Yeni yönteme göre bakanlık, tarım arazilerinin ihale yöntemi ile alımı, satımı
ve kiralanmasını sağlayacak. Bakanlık bu amaçla, "Tarımsal Arazi
Edindirme Ofisi" adı altında yeni bir yapılanmanın hazırlıklarına da
başladı.
Ofisin örnek modeli ise Fransız Kırsal Alan Gelişimi ve Düzenleme
Fonu (SAFER) oldu. Özünde işletme ölçeğinin büyütülmesini hedefleyen
SAFER, arazi alım, satım, kiracılık ilişkilerini düzenliyor. Fransa dışında da
kullanılan sistemi mercek altına alan bakanlık, Tarımsal Arazi Edindirme
Ofisi'nin oluşumunu en kısa zamanda tamamlamayı hedefliyor. Bakanlığın
bu adımı, toprak ağasından sektör temsilcilerine kadar farklı tepkilere yol
açtı. Türkiye modeli oluşmalı
SAFER'in
mevzuat ve kurumsal yapısının incelendiğini doğrulayan bakanlık yetkilileri,
"mevzuat hazırlıkları sürdürülen oluşum gerçekleştiğinde, kurulacak ofisin tarım
arazileri ile kısıtlı ‘gayrimenkul kıymetler borsası' gibi çalışacağını"
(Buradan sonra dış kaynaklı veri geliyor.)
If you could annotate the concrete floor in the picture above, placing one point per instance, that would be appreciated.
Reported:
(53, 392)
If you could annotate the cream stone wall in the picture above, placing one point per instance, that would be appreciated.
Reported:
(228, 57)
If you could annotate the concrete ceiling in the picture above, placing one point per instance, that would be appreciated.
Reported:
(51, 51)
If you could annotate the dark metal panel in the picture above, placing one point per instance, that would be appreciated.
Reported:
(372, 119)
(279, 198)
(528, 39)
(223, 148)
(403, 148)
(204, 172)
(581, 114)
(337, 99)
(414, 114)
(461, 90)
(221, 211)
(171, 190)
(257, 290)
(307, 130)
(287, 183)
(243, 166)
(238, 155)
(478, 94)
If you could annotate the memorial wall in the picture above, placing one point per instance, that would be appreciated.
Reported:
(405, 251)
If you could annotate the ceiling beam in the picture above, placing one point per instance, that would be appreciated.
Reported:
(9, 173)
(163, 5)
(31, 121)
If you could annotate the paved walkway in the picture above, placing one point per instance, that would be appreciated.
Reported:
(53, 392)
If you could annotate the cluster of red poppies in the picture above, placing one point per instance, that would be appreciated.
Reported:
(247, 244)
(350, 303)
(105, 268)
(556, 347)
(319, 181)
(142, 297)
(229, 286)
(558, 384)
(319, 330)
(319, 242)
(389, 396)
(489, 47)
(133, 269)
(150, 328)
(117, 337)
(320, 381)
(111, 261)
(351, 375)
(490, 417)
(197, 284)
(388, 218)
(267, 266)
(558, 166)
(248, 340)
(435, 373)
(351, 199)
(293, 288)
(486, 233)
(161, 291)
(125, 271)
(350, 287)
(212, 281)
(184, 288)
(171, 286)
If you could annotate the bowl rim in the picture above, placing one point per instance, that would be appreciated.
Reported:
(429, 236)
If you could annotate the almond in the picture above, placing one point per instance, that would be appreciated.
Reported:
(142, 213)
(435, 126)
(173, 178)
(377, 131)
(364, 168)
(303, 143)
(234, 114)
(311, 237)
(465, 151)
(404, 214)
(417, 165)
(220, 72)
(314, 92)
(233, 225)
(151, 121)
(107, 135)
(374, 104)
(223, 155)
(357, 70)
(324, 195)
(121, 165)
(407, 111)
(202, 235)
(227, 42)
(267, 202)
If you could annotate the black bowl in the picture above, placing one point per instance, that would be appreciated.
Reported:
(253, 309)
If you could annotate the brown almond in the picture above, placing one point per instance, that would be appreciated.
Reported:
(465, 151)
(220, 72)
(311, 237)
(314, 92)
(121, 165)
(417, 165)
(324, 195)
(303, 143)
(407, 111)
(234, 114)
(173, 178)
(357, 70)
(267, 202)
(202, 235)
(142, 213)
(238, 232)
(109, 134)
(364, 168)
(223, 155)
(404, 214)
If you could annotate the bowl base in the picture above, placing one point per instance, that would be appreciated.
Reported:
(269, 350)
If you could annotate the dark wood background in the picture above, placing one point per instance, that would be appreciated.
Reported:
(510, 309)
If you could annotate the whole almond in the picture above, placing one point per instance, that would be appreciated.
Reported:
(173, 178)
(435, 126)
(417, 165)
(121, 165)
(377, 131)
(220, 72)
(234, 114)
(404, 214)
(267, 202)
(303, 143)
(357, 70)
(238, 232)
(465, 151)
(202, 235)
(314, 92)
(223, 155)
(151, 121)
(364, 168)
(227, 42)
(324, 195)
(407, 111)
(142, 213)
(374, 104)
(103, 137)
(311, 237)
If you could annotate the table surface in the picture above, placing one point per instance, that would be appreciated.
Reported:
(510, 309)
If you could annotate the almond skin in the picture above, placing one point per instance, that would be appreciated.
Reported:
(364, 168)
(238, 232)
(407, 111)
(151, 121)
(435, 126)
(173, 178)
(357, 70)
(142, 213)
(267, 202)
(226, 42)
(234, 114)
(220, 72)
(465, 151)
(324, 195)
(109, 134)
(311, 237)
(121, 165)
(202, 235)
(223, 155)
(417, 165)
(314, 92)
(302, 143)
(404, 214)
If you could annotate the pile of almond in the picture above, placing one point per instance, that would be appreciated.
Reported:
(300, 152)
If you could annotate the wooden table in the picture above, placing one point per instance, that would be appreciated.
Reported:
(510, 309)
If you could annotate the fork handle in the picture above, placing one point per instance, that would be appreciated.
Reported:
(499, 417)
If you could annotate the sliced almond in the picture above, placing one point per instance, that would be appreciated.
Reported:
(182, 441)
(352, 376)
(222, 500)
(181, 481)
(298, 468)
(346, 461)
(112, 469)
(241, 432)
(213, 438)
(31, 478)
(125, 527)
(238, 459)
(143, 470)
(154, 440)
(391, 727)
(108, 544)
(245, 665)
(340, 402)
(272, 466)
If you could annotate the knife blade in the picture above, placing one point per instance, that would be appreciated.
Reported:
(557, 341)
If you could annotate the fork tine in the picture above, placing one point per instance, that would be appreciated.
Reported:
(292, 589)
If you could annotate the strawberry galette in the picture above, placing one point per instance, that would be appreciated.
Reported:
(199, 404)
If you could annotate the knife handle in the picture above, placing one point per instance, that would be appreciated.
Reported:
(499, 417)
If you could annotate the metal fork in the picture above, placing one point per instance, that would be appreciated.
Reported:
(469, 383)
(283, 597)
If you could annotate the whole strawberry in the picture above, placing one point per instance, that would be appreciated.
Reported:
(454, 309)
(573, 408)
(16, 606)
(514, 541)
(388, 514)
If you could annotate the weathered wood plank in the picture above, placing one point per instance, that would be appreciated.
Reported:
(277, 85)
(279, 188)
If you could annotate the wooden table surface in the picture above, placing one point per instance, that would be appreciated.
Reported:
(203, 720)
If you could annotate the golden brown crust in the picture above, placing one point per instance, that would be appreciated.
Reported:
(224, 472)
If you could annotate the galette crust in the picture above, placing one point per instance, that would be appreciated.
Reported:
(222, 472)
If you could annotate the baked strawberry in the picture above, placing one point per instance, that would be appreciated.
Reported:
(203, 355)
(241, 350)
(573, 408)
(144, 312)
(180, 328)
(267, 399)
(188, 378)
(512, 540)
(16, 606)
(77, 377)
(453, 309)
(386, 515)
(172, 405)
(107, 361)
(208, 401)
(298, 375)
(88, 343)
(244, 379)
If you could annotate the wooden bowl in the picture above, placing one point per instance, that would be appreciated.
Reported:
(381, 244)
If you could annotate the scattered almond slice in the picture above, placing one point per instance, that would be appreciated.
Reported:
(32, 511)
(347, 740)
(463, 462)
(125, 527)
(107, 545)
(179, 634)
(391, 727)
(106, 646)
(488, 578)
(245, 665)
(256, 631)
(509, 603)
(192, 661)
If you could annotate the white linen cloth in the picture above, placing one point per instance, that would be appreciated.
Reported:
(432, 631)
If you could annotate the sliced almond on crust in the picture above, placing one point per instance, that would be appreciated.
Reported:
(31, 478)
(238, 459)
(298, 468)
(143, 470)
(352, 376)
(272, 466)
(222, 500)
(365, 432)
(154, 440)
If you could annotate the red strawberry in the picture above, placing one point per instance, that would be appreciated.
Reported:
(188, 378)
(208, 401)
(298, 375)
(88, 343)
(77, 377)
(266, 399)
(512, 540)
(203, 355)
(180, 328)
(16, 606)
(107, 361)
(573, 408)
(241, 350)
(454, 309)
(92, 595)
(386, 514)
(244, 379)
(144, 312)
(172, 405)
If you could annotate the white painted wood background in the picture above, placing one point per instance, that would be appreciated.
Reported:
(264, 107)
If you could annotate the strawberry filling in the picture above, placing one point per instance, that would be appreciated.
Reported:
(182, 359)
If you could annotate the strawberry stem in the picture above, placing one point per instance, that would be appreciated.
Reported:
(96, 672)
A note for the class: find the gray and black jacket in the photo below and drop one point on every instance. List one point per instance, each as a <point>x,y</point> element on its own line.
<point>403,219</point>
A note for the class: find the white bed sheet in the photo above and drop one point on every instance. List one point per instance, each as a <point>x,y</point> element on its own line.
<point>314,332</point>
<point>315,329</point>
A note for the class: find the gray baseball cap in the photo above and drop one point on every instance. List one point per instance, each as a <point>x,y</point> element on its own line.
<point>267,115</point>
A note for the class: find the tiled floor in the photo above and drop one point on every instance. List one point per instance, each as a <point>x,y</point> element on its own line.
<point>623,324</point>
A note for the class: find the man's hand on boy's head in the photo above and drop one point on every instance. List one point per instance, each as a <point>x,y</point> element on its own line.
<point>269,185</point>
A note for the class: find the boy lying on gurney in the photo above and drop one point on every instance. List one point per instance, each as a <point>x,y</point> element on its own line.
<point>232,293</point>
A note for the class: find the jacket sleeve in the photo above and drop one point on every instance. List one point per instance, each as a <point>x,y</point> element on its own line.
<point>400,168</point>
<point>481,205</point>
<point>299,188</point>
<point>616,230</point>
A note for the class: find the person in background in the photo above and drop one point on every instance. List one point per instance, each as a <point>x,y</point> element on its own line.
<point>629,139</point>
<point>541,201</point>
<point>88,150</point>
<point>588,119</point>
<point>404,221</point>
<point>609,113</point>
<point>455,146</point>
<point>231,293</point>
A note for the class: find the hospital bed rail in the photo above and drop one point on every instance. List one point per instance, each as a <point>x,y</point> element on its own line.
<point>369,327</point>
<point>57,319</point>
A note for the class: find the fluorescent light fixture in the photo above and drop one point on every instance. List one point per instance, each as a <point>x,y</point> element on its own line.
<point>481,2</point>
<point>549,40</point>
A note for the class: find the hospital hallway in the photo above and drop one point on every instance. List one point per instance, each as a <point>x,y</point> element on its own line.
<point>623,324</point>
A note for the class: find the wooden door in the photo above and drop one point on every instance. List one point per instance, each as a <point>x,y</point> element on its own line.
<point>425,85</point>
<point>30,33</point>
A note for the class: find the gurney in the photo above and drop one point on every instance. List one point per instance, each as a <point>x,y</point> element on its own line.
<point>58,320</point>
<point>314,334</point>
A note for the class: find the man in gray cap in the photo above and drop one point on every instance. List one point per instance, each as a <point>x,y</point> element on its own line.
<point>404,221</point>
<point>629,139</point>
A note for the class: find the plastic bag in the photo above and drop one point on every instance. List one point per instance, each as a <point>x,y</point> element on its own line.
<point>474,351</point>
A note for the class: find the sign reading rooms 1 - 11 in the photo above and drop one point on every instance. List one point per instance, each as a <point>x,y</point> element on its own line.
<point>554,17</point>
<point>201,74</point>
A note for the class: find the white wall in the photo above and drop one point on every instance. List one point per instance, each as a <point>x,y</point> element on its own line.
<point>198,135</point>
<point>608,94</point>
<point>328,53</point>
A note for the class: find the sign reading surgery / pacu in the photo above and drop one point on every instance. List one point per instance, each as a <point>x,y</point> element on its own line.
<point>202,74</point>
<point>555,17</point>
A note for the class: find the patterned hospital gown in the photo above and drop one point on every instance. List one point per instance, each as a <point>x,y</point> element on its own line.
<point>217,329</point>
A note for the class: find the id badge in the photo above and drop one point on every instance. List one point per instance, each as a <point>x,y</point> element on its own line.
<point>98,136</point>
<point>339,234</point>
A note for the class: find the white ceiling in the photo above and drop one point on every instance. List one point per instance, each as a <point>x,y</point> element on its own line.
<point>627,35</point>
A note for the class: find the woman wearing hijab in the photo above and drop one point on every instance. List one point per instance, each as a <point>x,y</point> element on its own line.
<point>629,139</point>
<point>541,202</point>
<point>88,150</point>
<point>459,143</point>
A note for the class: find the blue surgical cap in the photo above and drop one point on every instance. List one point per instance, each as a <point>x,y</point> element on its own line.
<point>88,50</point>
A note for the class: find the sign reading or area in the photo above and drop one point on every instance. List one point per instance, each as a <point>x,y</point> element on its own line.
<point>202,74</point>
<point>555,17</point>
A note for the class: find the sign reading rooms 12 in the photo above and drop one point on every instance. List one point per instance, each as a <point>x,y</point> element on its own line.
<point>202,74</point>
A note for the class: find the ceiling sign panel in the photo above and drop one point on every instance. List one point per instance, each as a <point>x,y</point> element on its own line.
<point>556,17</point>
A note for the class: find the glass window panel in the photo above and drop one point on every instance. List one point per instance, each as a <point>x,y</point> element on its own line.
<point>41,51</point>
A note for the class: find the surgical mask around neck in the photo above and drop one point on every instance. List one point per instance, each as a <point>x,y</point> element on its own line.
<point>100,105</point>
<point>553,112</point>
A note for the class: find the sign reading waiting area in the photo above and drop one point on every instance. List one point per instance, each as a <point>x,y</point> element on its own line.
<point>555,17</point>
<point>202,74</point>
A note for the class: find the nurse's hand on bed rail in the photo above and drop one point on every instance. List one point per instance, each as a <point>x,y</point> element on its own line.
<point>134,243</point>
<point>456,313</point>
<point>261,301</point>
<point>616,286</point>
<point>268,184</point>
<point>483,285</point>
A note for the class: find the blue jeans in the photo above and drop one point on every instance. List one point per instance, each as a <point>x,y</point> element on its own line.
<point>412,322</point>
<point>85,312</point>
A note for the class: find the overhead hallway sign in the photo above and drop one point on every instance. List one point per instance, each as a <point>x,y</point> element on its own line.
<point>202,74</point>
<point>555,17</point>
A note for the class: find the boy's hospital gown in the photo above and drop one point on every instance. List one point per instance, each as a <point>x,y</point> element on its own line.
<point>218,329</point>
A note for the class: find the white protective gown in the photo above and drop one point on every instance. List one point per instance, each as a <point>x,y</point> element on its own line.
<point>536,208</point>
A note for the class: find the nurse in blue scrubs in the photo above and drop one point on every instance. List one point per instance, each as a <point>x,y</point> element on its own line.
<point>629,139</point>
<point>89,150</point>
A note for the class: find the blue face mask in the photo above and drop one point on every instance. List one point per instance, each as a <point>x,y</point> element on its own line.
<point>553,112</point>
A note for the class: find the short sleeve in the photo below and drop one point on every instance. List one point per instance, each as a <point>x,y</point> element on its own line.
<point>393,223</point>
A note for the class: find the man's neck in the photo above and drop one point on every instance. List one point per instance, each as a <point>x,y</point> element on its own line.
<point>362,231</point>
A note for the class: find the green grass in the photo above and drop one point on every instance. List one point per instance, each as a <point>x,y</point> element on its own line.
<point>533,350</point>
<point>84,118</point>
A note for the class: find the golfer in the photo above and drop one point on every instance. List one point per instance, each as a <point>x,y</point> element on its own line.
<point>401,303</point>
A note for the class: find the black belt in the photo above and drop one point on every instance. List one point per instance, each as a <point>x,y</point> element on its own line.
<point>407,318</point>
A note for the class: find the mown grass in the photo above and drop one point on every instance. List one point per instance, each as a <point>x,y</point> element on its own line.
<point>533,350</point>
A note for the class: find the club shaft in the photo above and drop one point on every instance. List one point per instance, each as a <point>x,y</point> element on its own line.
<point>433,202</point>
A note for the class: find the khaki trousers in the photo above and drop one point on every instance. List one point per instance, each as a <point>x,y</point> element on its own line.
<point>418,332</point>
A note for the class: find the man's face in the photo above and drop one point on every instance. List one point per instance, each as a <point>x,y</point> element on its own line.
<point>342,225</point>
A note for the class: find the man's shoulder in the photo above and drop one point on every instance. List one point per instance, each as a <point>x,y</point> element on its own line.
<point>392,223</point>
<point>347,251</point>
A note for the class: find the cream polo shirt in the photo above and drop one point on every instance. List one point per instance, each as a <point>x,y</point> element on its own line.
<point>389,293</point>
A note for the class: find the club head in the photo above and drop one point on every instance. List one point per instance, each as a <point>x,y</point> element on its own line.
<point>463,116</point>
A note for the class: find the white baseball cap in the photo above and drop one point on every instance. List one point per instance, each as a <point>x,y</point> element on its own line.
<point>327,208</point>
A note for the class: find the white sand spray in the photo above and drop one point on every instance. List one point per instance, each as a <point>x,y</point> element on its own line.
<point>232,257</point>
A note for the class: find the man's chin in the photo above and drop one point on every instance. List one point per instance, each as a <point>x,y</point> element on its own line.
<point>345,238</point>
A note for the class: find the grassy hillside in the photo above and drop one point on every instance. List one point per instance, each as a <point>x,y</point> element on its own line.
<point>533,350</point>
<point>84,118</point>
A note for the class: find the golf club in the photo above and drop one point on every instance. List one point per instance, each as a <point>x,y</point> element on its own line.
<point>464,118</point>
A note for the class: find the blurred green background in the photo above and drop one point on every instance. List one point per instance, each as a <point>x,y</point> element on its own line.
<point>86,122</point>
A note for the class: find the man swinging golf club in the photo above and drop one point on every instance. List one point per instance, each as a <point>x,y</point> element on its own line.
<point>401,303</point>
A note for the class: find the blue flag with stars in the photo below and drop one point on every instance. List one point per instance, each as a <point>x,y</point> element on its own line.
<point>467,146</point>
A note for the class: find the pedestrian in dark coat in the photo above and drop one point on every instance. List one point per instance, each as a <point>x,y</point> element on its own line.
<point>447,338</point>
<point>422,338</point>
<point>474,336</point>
söyledi. Bakanlık, ofisin çalışma alanlarını tarım arazisinin alımı, satımı ve
kiracılık işlemleri ile sınırlı tutmadı. Ofis aynı zamanda, hazine arazileri ile
terk edilmiş, kullanılmayan tarım arazilerini değerlendirmeyi de hedefliyor.
Ofis, bütün bu işlemleri üçüncü özel ya da tüzel kişiler adına da
gerçekleştirebilecek.
Türkiye Ziraat Odaları Birliği (TZOB) de
SAFER'i yakından tanımak için Fransa yolunu tutanlar arasında. TZOB Başkanı
Şemsi Bayraktar, SAFER modelinin Türk tarımına örnek
olabileceğini ancak modelin Türkiye'ye uyarlanması gerektiğini söyledi.
Ayaklardan biri kredi olacak
Arazi
toplulaştırma çalışmalarının önemli ayaklarından birinin krediler olacağına
dikkat çeken Bayraktar, "SAFER'in işleyişinde kredi ayağı yok. Bu durum Avrupalı
çiftçinin satın alma gücünün Türk çiftçisine göre yüksek olmasından
kaynaklanıyor. Ancak bütün bu çalışmalarla eğer çiftçiye arazi satın alma yolunu
açmayı planlıyorsak, Türkiye'de mutlaka kredi ayağının oluşturulması gerekiyor"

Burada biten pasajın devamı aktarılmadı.